This page organizes papers related to artificial intelligence published around the world. This page is summarized using Google Gemini and is operated on a non-profit basis. The copyright of the paper belongs to the author and the relevant institution. When sharing, simply cite the source.
This paper proposes Modality-Balancing Preference Optimization (MBPO), a novel preference learning framework to address the modality imbalance problem in large-scale multimodal models (LMMs). MBPO builds a more effective offline preference dataset using hard negatives generated through adversarial perturbation and generates online responses using verified rewards using a close-ended task. Furthermore, Group Relative Policy Optimization (GRPO) is used to train the model using hybrid offline-online data.
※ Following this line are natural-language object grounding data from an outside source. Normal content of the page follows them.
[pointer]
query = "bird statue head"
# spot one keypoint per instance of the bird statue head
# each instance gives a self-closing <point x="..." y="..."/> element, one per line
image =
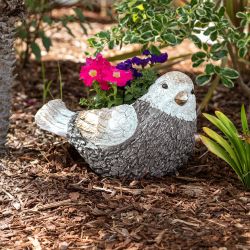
<point x="173" y="93"/>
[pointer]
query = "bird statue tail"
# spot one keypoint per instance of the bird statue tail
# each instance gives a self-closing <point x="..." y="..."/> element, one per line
<point x="54" y="117"/>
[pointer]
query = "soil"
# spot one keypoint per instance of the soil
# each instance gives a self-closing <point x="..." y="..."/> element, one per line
<point x="50" y="199"/>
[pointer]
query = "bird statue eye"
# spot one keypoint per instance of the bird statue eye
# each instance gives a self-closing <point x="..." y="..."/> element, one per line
<point x="164" y="85"/>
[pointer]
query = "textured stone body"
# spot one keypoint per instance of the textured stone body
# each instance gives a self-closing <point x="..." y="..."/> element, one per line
<point x="160" y="144"/>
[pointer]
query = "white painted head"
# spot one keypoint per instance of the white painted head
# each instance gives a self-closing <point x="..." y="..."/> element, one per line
<point x="173" y="93"/>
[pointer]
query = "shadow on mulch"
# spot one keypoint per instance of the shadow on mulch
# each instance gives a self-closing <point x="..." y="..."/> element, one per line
<point x="50" y="199"/>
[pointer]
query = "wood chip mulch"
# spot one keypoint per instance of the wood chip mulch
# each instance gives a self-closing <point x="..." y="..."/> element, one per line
<point x="50" y="199"/>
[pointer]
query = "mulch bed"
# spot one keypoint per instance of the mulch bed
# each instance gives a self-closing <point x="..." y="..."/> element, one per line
<point x="50" y="199"/>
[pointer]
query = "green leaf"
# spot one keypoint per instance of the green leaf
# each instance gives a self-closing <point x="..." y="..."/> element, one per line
<point x="244" y="121"/>
<point x="217" y="150"/>
<point x="198" y="55"/>
<point x="36" y="50"/>
<point x="229" y="73"/>
<point x="217" y="55"/>
<point x="203" y="79"/>
<point x="222" y="142"/>
<point x="196" y="41"/>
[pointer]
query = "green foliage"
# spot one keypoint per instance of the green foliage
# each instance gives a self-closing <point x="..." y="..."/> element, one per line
<point x="233" y="148"/>
<point x="39" y="20"/>
<point x="116" y="96"/>
<point x="161" y="22"/>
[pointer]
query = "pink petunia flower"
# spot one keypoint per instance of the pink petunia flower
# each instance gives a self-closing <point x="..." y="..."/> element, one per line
<point x="89" y="74"/>
<point x="93" y="71"/>
<point x="117" y="76"/>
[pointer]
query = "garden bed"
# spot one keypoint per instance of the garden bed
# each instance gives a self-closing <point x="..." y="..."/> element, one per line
<point x="50" y="199"/>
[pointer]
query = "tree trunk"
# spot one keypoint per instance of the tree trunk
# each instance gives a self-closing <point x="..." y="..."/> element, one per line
<point x="10" y="10"/>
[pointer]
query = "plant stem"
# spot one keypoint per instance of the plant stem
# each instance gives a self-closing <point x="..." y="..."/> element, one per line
<point x="211" y="90"/>
<point x="234" y="59"/>
<point x="209" y="95"/>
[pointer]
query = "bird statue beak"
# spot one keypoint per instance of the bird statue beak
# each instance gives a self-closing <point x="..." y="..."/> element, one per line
<point x="181" y="98"/>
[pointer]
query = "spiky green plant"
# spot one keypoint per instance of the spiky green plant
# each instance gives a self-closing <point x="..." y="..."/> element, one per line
<point x="233" y="147"/>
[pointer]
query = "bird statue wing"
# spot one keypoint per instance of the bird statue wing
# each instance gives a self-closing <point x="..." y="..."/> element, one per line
<point x="107" y="127"/>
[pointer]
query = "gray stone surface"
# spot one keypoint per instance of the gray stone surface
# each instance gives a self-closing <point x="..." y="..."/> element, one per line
<point x="160" y="144"/>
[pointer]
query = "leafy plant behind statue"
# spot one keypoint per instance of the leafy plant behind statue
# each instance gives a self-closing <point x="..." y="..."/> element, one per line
<point x="233" y="148"/>
<point x="160" y="21"/>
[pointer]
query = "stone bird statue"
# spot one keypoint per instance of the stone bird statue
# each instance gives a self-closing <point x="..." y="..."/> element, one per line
<point x="151" y="137"/>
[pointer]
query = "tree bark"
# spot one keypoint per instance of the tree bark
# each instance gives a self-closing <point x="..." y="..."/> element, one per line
<point x="10" y="11"/>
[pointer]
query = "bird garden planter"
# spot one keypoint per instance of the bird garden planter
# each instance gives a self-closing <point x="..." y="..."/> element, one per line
<point x="153" y="136"/>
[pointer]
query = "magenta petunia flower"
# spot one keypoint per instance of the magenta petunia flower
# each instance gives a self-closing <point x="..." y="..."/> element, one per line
<point x="117" y="76"/>
<point x="93" y="71"/>
<point x="89" y="74"/>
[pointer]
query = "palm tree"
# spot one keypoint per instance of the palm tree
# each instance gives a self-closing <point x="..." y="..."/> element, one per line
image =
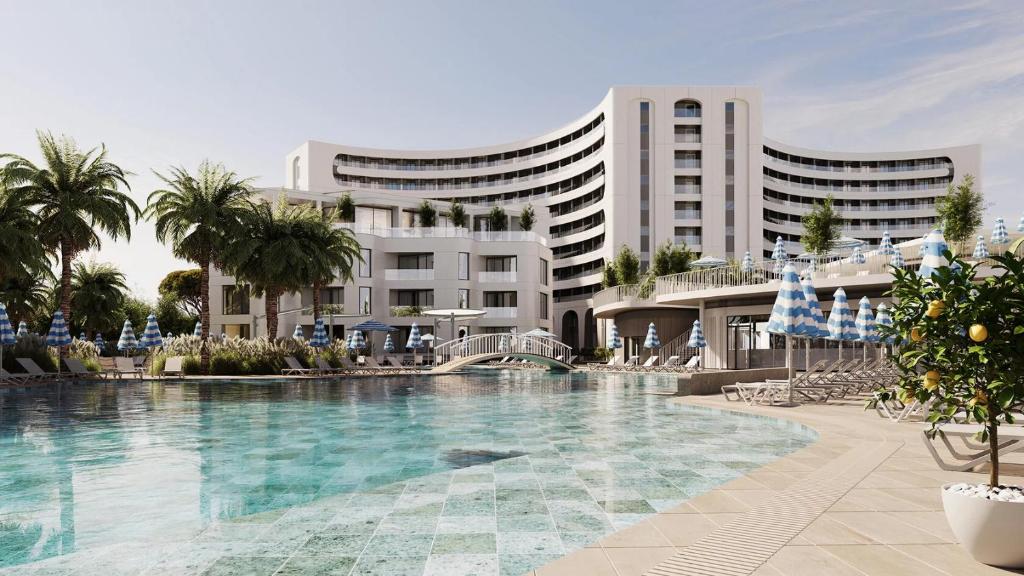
<point x="274" y="259"/>
<point x="77" y="195"/>
<point x="334" y="250"/>
<point x="197" y="214"/>
<point x="98" y="289"/>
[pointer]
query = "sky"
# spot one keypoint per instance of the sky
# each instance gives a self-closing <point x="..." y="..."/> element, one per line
<point x="169" y="84"/>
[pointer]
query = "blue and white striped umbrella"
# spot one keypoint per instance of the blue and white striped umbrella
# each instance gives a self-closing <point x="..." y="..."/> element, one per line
<point x="980" y="250"/>
<point x="866" y="332"/>
<point x="318" y="339"/>
<point x="779" y="252"/>
<point x="696" y="336"/>
<point x="748" y="262"/>
<point x="791" y="316"/>
<point x="415" y="340"/>
<point x="999" y="234"/>
<point x="818" y="317"/>
<point x="58" y="334"/>
<point x="151" y="336"/>
<point x="127" y="339"/>
<point x="933" y="259"/>
<point x="897" y="259"/>
<point x="841" y="324"/>
<point x="886" y="247"/>
<point x="883" y="319"/>
<point x="614" y="340"/>
<point x="652" y="341"/>
<point x="6" y="329"/>
<point x="858" y="256"/>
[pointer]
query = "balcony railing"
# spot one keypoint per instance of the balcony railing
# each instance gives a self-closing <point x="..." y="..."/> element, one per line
<point x="409" y="274"/>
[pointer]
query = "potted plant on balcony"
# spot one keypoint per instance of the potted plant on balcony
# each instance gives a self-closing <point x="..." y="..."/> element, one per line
<point x="962" y="354"/>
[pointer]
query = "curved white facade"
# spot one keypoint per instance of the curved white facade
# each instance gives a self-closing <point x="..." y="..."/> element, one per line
<point x="648" y="165"/>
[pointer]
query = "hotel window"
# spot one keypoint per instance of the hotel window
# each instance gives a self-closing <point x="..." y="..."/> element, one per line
<point x="236" y="299"/>
<point x="366" y="266"/>
<point x="365" y="302"/>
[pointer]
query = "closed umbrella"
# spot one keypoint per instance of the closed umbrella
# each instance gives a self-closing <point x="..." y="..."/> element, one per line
<point x="790" y="316"/>
<point x="6" y="332"/>
<point x="933" y="259"/>
<point x="748" y="262"/>
<point x="151" y="336"/>
<point x="58" y="335"/>
<point x="841" y="324"/>
<point x="999" y="234"/>
<point x="980" y="250"/>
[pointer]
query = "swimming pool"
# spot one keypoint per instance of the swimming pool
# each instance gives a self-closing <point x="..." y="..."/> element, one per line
<point x="486" y="472"/>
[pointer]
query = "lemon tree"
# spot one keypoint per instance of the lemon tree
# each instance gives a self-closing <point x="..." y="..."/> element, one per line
<point x="962" y="343"/>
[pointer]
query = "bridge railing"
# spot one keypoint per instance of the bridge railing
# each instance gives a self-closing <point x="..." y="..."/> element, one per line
<point x="506" y="343"/>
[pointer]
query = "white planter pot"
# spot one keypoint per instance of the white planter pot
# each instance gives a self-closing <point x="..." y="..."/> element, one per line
<point x="988" y="529"/>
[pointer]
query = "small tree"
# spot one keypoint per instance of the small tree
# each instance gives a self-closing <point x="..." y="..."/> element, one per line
<point x="527" y="218"/>
<point x="428" y="216"/>
<point x="346" y="208"/>
<point x="962" y="345"/>
<point x="628" y="265"/>
<point x="457" y="214"/>
<point x="961" y="212"/>
<point x="821" y="228"/>
<point x="498" y="220"/>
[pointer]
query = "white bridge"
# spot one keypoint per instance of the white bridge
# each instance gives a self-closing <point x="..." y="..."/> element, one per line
<point x="481" y="347"/>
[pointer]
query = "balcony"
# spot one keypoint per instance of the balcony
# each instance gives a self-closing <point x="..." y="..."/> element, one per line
<point x="409" y="274"/>
<point x="502" y="312"/>
<point x="501" y="277"/>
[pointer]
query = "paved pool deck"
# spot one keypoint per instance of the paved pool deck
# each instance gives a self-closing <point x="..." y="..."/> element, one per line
<point x="862" y="500"/>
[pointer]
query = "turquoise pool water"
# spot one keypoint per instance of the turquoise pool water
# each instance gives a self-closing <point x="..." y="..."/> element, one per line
<point x="491" y="472"/>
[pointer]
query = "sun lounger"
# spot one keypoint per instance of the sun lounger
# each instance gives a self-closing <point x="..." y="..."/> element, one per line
<point x="295" y="368"/>
<point x="1011" y="440"/>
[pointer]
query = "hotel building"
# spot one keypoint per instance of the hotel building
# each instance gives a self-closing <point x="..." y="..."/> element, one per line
<point x="648" y="164"/>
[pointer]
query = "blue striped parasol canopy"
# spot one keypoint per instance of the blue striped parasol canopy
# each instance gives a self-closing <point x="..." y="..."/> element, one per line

Experimental results show that MBPO improves the performance of LMMs and effectively reduces hallucinations.
Takeaways, Limitations
•
Takeaways:
◦
Contributes to solving the modality imbalance problem of LMM.
◦
Augmenting the effectiveness of offline preference datasets by generating hard negatives using adversarial perturbation.
◦
Improving model adaptability by generating online data and training using GRPO.
◦
Demonstrating the effectiveness of LMM in improving performance and reducing hallucination in vision-language tasks.
•
Limitations:
◦
Further research is needed on how to mitigate the internal bias of the LLM backbone.
◦
Generalization performance evaluation is needed for all types of LMM tasks.
◦
Further research is needed on the scalability and computational efficiency of MBPO.